Segundo Camila, antes de recorrer ao alicate, vale observar alguns sinais que indicam que a área pode estar pedindo hidratação regular, e não necessariamente remoção. Confira algumas outras informações:
1. Aspecto esbranquiçado e endurecido
Quando a região perde água, a pele tende a ficar opaca, rígida e menos maleável, o que pode até dificultar a esmaltação.
2. Descamação frequente
Pequenas “pelinhas” ao redor das unhas são um indicativo comum de fragilidade da barreira cutânea.
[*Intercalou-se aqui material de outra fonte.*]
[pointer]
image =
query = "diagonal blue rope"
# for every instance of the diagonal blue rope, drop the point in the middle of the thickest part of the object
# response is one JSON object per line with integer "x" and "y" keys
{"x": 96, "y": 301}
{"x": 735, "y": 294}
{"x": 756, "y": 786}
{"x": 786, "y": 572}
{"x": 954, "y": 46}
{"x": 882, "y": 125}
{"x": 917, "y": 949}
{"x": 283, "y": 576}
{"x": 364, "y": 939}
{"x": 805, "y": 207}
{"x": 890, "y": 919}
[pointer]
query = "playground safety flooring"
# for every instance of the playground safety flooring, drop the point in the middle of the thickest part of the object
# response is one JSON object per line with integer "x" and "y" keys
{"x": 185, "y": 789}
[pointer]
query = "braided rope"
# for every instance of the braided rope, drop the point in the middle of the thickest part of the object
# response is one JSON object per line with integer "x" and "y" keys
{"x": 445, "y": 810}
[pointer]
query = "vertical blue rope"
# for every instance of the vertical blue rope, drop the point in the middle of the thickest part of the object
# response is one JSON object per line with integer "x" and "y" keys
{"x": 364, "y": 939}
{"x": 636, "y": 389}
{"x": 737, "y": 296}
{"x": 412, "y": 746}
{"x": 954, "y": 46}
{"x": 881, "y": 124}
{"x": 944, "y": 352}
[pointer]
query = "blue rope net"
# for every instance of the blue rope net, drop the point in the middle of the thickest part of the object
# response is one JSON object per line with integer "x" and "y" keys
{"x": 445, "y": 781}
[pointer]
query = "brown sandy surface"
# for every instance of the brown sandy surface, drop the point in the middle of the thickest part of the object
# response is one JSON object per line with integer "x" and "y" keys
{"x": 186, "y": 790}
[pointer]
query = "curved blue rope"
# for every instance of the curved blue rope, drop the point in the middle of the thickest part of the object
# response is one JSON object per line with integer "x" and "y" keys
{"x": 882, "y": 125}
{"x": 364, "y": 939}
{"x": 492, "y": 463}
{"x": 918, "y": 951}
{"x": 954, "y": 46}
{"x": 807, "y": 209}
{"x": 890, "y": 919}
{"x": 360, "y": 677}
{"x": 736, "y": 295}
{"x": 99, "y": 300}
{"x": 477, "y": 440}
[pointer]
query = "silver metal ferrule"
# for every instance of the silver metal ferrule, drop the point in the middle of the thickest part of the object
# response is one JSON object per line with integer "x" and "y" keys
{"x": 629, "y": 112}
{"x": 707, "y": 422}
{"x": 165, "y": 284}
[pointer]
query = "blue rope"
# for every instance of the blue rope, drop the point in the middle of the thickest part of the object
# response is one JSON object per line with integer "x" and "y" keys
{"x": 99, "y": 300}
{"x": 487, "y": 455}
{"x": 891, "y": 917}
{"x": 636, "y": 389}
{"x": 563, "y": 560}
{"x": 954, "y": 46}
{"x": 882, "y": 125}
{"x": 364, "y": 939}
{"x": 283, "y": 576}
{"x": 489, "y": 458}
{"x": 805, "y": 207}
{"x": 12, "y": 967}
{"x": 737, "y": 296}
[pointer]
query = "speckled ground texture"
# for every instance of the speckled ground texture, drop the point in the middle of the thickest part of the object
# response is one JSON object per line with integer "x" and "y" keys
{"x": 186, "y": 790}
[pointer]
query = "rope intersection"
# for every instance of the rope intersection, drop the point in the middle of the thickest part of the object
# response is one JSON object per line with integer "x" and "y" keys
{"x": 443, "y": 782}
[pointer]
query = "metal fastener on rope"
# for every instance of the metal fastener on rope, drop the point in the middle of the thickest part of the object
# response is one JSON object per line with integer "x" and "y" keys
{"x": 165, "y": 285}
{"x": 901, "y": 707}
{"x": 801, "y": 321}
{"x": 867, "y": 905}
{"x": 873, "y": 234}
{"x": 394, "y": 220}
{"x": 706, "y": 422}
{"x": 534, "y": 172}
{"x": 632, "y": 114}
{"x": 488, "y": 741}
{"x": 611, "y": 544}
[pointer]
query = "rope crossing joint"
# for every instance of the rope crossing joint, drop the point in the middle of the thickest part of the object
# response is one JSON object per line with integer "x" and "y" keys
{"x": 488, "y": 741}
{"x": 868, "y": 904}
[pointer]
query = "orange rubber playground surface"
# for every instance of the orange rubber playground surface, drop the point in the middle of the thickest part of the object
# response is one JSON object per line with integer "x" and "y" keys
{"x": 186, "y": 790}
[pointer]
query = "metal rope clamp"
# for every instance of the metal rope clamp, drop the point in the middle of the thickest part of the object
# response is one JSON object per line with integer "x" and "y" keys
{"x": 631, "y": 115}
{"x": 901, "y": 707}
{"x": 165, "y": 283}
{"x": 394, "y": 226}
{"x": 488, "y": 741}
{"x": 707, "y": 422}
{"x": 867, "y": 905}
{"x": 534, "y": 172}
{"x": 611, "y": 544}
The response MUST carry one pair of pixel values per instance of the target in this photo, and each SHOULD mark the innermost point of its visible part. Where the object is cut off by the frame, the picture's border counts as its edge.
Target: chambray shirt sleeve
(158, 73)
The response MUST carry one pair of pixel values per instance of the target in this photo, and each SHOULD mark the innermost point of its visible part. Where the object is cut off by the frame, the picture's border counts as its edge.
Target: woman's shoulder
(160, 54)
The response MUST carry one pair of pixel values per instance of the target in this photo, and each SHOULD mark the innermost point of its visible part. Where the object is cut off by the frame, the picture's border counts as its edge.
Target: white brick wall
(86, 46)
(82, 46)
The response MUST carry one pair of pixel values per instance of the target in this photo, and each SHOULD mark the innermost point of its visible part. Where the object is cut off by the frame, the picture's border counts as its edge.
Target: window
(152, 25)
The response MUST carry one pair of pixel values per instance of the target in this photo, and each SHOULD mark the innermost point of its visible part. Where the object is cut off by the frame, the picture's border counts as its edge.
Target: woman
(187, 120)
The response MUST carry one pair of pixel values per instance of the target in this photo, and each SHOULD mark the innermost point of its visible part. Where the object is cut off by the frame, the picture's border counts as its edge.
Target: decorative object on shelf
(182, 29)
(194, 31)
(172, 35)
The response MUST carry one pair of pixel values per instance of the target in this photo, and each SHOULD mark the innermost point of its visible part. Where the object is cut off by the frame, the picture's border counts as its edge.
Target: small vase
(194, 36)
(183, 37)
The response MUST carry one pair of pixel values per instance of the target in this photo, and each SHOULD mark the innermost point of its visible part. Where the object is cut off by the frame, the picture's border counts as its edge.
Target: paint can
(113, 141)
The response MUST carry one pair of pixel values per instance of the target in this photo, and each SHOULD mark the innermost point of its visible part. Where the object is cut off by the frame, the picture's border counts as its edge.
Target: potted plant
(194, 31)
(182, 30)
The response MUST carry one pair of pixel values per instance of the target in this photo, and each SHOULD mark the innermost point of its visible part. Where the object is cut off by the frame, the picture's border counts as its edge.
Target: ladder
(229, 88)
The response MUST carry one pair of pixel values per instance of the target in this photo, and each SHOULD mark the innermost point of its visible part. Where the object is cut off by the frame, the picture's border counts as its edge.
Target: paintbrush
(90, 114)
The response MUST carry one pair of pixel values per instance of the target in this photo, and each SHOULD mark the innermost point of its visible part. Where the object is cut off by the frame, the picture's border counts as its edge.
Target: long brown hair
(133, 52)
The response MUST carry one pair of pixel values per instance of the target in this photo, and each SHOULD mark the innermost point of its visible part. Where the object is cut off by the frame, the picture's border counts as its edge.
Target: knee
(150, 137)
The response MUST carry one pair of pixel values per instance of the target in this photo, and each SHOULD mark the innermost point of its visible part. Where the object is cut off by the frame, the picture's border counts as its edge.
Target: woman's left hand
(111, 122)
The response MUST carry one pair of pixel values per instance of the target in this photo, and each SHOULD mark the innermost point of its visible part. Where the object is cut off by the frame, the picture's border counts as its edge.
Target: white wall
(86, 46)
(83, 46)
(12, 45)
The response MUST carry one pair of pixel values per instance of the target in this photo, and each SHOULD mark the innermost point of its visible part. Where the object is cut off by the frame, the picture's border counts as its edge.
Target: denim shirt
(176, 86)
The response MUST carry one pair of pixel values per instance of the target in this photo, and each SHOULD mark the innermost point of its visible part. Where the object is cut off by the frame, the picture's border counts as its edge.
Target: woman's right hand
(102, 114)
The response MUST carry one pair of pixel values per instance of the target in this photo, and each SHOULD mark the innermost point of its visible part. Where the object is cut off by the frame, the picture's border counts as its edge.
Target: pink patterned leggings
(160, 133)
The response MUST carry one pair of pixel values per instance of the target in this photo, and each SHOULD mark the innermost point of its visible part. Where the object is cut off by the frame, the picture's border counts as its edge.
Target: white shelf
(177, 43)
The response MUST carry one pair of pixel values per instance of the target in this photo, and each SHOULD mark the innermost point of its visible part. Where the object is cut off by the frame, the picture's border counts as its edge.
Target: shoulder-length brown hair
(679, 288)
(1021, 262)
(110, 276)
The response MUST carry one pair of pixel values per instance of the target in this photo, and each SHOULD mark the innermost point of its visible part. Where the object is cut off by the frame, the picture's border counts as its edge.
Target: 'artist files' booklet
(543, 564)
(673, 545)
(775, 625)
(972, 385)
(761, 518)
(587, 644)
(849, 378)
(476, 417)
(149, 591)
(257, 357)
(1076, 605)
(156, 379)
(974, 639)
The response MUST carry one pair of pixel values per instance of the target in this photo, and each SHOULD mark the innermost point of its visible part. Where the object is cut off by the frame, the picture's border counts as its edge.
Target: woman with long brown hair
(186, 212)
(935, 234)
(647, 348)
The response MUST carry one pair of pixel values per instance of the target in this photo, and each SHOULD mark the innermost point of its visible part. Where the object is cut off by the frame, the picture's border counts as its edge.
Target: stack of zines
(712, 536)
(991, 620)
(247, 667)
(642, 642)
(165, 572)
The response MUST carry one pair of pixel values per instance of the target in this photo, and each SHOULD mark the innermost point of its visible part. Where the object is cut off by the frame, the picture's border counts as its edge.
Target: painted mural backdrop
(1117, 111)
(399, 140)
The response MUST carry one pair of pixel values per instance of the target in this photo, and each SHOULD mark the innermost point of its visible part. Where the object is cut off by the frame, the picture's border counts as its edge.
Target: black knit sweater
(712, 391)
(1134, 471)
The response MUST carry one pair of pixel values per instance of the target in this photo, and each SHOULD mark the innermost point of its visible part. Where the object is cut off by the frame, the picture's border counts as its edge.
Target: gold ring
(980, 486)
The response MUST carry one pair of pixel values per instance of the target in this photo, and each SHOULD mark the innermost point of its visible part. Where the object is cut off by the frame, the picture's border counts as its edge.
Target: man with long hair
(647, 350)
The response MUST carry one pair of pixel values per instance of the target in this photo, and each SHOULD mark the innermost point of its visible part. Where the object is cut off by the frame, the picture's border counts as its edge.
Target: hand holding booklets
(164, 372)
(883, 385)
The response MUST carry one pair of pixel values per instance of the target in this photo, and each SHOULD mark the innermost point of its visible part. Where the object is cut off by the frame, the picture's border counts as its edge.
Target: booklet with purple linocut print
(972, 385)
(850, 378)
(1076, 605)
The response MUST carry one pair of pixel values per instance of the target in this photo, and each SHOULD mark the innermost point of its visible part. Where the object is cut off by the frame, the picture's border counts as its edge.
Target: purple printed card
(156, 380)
3. Pequenos machucados após a manicure
Microlesões recorrentes podem surgir quando a remoção é feita de forma frequente ou agressiva.
4. Sensação de ardor ou sensibilidade
Desconforto na base da unha pode sinalizar que a região está sensibilizada e precisa de recuperação.
5. Crescimento irregular ou mais espesso
Quando a pele é retirada repetidamente, o organismo pode reagir estimulando um crescimento mais rígido, como forma de defesa.
6. Acabamento irregular nas unhas
Desníveis na borda da cutícula podem interferir na aplicação uniforme do esmalte.
7. Necessidade constante de remover novamente
Se a retirada passa a fazer parte de um ciclo semanal obrigatório, é possível que falte um cuidado preventivo com a hidratação.
De acordo com Camila, a manutenção da flexibilidade da pele ao redor das unhas depende principalmente da hidratação frequente. “O Óleo de Rosa Mosqueta, por exemplo, é rico em ácidos graxos essenciais, que auxiliam na manutenção da barreira cutânea. Além disso, contém vitaminas com ação antioxidante que ajudam a melhorar o aspecto ressecado”, afirma a farmacêutica.
No mercado, já existem opções desenvolvidas para aplicação localizada, como óleos em formato de caneta com pincel aplicador, que facilitam o uso ao longo do dia. A marca Epilê, do Laboratório Aclimação, por exemplo, oferece uma versão com óleo de rosa mosqueta 100% puro, aplicada diretamente na região das cutículas.
Mais do que a quantidade aplicada, o fator decisivo costuma ser a regularidade do cuidado. “Pequenas aplicações diárias tendem a manter a região mais maleável e hidratada, reduzindo a necessidade de remoção frequente”, orienta Camila.
A mudança de abordagem acompanha um movimento mais amplo nos cuidados com a pele e as unhas: a busca por práticas menos invasivas, que priorizam manutenção contínua em vez de intervenções repetidas. Para muitas pessoas, isso significa substituir o alicate por um gesto simples, e diário, de hidratação.